Starbucks red cup controversy a misunderstood marketing move

Kellie Bowen, Staff Writer

It is apparent that everyone, Christians included, can’t get over how absurd the Red Cup Controversy is. The whole downward spiral began with a man named Joshua Fuerstein who posted a video on his Facebook saying “Do you realize that Starbucks wanted to take Christ and Christmas off of their brand new cups? That’s why they’re just plain red.”

This, of course, is simply not true. According to the Starbucks website, the coffee company has made it a tradition to have ombré red cups for the holidays. But there is actually a specific reason behind the plain cups this year as told by Jeffery Fields, Starbucks vice president of Design and Content:

“Taking a cue from customers who have been doodling designs on cups for years (Starbucks held a contest to support this creativity), this year’s design is another way Starbucks is inviting customers to create their own stories with a red cup that mimics a blank canvas.”

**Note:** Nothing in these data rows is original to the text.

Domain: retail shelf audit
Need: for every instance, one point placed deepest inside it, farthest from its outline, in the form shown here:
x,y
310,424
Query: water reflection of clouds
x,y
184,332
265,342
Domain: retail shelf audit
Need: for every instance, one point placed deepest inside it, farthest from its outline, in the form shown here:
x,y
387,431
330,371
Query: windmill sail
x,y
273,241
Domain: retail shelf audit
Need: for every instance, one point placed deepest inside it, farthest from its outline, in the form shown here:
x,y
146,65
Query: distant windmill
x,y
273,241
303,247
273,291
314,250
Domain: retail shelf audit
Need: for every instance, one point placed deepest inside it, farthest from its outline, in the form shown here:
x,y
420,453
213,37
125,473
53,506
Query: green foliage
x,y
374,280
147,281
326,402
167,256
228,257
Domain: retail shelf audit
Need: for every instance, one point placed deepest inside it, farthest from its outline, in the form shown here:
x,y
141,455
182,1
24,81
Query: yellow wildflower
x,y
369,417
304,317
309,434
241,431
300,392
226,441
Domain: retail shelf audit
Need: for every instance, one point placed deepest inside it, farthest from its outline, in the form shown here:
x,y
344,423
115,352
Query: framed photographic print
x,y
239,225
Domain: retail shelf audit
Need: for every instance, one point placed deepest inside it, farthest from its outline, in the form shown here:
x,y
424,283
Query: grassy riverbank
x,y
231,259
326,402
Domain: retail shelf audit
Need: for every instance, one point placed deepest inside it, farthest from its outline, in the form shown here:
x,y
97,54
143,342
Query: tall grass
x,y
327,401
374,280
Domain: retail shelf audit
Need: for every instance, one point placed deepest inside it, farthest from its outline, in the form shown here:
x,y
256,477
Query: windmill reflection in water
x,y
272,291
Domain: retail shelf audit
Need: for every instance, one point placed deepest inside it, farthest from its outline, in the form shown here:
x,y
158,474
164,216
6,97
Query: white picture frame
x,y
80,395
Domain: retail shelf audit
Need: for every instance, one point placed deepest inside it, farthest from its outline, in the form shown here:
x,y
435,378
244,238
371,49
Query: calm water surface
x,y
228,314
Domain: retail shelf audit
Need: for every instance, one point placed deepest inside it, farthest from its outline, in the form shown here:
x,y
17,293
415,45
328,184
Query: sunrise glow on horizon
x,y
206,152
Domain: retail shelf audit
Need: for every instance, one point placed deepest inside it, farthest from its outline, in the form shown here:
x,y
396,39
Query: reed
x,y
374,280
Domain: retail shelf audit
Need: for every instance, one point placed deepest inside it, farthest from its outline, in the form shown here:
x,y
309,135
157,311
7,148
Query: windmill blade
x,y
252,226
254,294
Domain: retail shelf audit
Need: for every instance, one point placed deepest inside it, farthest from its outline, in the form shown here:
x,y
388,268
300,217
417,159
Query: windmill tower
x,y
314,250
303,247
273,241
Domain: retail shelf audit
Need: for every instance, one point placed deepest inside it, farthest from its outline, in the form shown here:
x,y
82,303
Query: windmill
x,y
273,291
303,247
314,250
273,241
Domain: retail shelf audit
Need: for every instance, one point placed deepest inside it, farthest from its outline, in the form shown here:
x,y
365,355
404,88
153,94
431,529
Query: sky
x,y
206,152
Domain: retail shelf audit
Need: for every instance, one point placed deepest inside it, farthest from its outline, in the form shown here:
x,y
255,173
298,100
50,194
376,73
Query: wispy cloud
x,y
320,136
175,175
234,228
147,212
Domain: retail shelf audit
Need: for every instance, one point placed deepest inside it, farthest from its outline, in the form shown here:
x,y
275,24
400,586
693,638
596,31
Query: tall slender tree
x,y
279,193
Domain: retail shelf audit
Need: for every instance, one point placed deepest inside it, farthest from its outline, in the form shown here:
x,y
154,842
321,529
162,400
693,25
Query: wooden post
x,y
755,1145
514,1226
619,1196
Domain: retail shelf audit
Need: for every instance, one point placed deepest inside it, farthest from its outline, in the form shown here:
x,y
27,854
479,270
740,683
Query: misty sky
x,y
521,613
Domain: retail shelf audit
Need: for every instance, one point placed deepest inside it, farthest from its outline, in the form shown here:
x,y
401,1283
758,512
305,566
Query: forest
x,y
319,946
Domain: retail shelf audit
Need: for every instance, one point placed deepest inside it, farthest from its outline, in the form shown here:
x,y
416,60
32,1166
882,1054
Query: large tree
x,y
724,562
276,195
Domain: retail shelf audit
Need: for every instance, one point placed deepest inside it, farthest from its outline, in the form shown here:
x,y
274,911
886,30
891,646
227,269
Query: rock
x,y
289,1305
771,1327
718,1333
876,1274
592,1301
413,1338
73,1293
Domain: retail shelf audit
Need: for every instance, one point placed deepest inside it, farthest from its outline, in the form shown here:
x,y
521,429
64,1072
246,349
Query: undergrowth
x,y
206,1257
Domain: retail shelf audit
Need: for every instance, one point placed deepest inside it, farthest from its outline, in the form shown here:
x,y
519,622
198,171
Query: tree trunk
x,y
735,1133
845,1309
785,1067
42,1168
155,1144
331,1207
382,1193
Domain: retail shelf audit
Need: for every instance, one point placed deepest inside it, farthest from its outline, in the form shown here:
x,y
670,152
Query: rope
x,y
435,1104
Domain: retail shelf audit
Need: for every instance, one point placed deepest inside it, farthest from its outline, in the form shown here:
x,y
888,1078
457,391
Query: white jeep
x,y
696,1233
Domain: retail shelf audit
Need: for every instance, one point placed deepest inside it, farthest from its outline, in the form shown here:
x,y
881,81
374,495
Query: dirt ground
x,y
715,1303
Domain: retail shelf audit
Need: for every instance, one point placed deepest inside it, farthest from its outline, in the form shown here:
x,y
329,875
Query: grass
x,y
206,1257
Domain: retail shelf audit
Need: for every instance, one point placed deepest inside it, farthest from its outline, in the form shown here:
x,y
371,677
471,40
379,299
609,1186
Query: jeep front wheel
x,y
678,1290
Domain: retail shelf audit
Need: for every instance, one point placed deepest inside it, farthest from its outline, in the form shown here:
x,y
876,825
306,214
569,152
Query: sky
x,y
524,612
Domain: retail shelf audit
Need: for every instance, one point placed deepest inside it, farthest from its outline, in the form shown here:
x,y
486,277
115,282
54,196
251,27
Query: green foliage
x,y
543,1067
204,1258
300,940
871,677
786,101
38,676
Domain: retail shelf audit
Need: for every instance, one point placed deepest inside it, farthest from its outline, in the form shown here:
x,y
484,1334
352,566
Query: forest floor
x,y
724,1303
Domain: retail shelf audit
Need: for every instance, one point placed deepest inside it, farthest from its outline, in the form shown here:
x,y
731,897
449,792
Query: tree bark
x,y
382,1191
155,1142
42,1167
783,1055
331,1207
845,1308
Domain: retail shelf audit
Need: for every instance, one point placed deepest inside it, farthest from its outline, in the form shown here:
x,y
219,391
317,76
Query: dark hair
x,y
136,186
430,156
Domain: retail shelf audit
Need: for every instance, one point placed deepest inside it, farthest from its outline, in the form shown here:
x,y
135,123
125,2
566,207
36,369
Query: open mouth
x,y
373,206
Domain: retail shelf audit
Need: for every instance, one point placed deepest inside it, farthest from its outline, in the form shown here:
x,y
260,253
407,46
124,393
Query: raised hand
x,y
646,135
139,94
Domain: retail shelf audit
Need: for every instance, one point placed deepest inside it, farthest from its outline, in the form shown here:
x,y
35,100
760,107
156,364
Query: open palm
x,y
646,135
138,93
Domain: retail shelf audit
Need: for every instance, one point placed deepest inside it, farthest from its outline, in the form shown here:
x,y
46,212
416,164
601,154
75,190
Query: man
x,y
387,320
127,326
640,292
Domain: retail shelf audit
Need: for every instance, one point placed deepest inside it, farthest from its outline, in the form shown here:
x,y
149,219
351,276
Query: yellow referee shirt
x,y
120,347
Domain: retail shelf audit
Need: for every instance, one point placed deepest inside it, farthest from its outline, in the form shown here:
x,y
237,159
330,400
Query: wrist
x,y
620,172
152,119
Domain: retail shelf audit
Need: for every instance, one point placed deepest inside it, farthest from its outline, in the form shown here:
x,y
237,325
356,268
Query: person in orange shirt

“In the past, we have told stories with our holiday cups designs,” said Fields. “This year we wanted to usher in the holidays with a purity of design that welcomes all of our stories,” Fields said.

In reality, Starbucks did not release these red cups in order to offend Christians, summon the devil or make any kind of political/social statement. The company did it so that people can draw their own designs on the cups if they wish.

The only thing I’m upset about with these cups it that I can’t really tell that the red is “ombré red.”

If Christians truly cannot stand the sight of plain red holiday cups, no one is stopping them from bringing a sharpie while picking up a Pumpkin Spice Latte and drawing the Nativity scene on it.

A Starbucks Barista said, “I’m a Christian, too, and you don’t see me freaking out. It doesn’t matter what religion I’m in. Just because Starbucks decides to do their own thing doesn’t make it right for us to go make an uproar about it because it ‘doesn’t agree with my life.’ The world doesn’t revolve around those guys – around anyone.”

“There’s other things happening in our country and around the world that are so much more devastating and affect people’s lives much more. I don’t understand why people are so caught up about the color of a cup or the design of a cup, when, in the long run, it doesn’t really matter,” said Linfield Student Julie Braet.

Also, in light of the attacks in Paris on Nov. 13, the significance or lack thereof of a Starbucks cup design should be the least important aspect of society right now. This silly conundrum is soon to be forgotten.